EC: Also, it’s connected to the other thing: that kind of slushy, gray, New York -- not literally monochrome, but that de-saturated look. That seemed to tug away from that idea of black-and-white vérité idea.

Q: You said in a New York Times interview that you were thinking about switching to digital. Is this going to be the last movie you shoot on film?

JC: It’s possible. I’m not wildly enthusiastic about the idea. This movie was shot on film for a number of reasons. One of them was we were working with a DP that we only had done one short thing with in the past. Bruno also had not shot anything with a digital camera before; he’d done everything on film. We discussed it. We thought it would be one more complicating factor in a new relationship … It was one extra step too far.
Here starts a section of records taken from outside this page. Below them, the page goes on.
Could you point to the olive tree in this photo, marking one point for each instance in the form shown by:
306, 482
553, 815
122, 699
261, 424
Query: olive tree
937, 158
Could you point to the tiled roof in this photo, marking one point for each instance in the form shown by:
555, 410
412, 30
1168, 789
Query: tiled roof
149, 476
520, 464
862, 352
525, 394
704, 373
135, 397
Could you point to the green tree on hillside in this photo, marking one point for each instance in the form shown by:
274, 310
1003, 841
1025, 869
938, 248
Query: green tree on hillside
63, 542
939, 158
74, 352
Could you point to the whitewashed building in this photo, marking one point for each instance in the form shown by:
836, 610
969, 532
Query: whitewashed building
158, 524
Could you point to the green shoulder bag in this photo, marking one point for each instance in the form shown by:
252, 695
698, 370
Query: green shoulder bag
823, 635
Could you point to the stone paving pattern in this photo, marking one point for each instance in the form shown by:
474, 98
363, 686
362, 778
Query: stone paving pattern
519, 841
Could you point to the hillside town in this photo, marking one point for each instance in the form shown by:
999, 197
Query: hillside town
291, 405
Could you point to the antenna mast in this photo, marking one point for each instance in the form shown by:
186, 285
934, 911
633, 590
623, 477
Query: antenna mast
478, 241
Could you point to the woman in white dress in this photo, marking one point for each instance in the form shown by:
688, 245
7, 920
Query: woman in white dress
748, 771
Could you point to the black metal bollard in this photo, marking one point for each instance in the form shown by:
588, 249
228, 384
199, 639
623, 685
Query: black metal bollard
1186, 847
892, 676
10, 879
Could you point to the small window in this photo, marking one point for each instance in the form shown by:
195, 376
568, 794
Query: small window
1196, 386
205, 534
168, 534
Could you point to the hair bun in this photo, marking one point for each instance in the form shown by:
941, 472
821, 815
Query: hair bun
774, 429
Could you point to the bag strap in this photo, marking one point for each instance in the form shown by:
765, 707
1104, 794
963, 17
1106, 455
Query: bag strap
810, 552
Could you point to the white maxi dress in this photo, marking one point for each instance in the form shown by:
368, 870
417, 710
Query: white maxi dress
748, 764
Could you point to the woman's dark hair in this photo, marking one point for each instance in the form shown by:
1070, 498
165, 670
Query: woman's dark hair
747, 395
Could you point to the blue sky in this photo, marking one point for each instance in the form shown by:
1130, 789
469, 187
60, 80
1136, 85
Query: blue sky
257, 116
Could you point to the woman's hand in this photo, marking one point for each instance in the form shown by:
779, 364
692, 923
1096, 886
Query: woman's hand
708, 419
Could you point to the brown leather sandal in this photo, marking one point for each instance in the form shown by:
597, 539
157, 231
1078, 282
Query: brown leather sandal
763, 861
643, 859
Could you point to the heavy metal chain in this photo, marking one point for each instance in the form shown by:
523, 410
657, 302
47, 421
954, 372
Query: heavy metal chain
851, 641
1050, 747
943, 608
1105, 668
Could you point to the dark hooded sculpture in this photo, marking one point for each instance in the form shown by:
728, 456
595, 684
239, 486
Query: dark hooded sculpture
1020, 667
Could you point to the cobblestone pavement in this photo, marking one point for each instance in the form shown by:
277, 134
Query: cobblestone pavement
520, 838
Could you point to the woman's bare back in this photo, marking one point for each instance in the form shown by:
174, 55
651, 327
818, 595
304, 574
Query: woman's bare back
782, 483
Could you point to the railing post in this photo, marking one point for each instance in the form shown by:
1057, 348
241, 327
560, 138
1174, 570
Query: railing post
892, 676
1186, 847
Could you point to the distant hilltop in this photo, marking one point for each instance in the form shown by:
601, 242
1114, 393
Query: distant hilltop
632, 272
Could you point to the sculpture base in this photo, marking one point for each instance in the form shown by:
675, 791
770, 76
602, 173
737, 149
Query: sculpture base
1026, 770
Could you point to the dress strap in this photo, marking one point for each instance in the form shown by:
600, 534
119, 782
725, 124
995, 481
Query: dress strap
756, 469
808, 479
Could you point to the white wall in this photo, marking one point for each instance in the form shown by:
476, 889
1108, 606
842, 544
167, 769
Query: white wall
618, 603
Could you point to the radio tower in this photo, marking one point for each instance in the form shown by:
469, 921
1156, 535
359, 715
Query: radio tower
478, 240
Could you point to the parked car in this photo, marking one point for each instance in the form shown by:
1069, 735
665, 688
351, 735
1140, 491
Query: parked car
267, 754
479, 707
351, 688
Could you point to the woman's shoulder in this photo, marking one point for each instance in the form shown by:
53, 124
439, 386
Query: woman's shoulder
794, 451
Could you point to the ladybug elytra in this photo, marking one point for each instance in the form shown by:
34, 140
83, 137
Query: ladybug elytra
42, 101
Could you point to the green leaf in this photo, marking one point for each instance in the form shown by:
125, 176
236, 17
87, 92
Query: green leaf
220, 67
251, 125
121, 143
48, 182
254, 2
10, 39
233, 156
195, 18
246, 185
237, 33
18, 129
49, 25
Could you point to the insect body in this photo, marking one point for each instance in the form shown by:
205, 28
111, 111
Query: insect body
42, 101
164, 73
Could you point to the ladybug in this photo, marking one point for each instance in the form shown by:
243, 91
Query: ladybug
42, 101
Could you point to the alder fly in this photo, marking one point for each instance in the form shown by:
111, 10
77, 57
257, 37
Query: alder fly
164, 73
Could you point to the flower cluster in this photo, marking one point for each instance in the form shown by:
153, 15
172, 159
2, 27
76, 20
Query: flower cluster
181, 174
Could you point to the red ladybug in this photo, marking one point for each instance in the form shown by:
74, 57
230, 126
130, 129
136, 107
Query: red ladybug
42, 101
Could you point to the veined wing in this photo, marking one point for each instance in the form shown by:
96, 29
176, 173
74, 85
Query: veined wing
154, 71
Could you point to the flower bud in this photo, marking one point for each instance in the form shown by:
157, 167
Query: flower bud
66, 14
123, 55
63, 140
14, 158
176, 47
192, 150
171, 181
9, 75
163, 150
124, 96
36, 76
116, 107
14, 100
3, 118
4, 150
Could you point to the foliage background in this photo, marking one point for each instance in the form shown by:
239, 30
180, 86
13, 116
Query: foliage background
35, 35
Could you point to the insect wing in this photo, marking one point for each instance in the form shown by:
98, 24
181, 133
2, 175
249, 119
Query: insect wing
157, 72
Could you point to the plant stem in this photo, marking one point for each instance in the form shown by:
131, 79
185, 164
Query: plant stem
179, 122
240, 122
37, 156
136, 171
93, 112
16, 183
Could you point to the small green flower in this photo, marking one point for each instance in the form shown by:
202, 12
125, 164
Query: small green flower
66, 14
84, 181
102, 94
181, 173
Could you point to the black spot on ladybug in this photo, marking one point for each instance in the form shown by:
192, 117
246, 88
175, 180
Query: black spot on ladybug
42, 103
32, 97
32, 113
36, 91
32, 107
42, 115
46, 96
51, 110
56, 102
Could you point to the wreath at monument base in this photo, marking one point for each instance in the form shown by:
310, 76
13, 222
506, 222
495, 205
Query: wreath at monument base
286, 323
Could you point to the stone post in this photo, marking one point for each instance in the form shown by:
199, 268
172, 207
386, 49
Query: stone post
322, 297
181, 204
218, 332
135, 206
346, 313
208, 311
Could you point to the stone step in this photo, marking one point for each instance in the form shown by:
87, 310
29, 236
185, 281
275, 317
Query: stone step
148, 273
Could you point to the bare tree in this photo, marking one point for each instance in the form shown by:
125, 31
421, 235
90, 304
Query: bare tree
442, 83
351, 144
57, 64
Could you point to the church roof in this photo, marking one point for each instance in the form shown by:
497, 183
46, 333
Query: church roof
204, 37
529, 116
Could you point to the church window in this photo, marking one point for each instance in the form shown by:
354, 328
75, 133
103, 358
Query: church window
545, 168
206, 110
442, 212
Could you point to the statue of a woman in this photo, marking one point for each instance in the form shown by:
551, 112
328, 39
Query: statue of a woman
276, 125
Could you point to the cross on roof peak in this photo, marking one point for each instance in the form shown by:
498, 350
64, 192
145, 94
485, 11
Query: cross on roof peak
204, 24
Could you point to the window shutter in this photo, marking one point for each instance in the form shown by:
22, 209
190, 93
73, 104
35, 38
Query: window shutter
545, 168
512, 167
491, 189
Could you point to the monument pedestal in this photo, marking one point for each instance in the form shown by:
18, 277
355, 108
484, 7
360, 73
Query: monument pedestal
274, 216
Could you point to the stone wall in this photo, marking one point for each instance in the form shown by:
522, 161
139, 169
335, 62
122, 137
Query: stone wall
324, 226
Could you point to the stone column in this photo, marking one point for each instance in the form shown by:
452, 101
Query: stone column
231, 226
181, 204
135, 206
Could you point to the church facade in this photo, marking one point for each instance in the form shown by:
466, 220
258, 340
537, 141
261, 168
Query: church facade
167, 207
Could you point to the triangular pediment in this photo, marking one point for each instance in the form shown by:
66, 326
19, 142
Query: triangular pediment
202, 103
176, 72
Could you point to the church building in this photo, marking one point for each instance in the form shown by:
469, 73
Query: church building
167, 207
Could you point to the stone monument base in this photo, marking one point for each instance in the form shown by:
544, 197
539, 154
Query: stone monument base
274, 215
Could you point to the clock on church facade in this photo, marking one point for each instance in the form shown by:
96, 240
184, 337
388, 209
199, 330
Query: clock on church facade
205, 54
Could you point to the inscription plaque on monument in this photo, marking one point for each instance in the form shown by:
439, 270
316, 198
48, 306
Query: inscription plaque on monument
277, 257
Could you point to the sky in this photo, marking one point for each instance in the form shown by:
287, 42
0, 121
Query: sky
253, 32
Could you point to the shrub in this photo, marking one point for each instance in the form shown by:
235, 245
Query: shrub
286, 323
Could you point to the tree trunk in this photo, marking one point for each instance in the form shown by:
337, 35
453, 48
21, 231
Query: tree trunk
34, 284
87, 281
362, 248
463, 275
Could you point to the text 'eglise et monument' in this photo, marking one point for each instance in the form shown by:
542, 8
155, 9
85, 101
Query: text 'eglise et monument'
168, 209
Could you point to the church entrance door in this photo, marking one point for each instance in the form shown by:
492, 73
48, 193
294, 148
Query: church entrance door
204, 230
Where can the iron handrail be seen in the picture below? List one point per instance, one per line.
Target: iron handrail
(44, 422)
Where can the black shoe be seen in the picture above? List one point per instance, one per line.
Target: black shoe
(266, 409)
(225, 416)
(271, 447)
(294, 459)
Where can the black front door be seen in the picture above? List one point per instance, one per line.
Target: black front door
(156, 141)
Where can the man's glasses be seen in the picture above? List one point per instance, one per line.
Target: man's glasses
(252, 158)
I am glad we shot it on film. But you know, it’s all a hybrid thing now. You shoot on film, but it all goes into a box, it all goes into a computer and, of course, gets heavily manipulated.

Still, there is something that looks different between movies that are shot on film, even though they are finished with a DI [digital intermediate], and movies that are shot with an Alexa or some other digital camera. Even the projected is DCPs [digital cinema packages]. But that’s what’s happening. It’s probable that the next [movie we make] will be shot digitally.

Q: This film is the first time that the Coens and John Goodman have worked together in a long time. Why was this the movie to reunite John with the Coens? Do you guys have a sort of shorthand in working together?

EC: We just knew that John would understand it. John turned us on to Charles Portis, the novelist who wrote True Grit. His other novels are contemporary, but all of his novels have an old gasbag character, kind of like John's character in the movie.

JG: The shorthand part is hard to describe, so I won't try. It's something we've always fallen into, I think, since Raising Arizona. They asked me to do a take one time while I was driving an automobile.

I said, "Oh, you mean a Spanky take?" They knew what I was talking about. I knew Spanky from the Little Rascals. Those kinds of little things that help make the day go ever so much faster.

music-of-llewynJC: We were also doing a shot in Barton Fink where John was answering the door. Ethan said to him, "John, we have a little bit more ropey snot in our next take," and John said, "I'm your man!"

JG: I think it was, "I'm your boy!"

EC: We asked John to hit a mark, so we said, “John, you Everett Sloane over to that mark.” John knew what we were talking about.

Q: Your films are often anchored in a specific time, place and scene. This time it’s the early ‘60s folk scene. Do you have a list of stories tied to specific times or places that you want to do or are interesting to you?

JC: It's hard for us to imagine stories abstracted or divorced from a very specific locale. I couldn't imagine us doing a story that could happen anywhere or just in a generic city. It's hard for us to get any traction or start anything that way.

Why we were thinking specifically, “Let’s start here in New York in 1961 during the folk scene,” I don't know. We listened to a lot of music, and we were interested.

We got a number of books, including a memoir written by Dave Van Ronk about that period that got us thinking about it. That was one of the things stimulated it.

EC: The scene got us going, but then I was thinking there was this character who seems to fit in that scene. And as much as his concerns are his tortured relationship to success and the whole idea of what you asked about: making new crap out of the old crap.

Those are both things that were concerns of the character in that scene -- not wanting to sell out, but wanting to perform and reach people, and also the authenticity thing. That’s not informative but compact.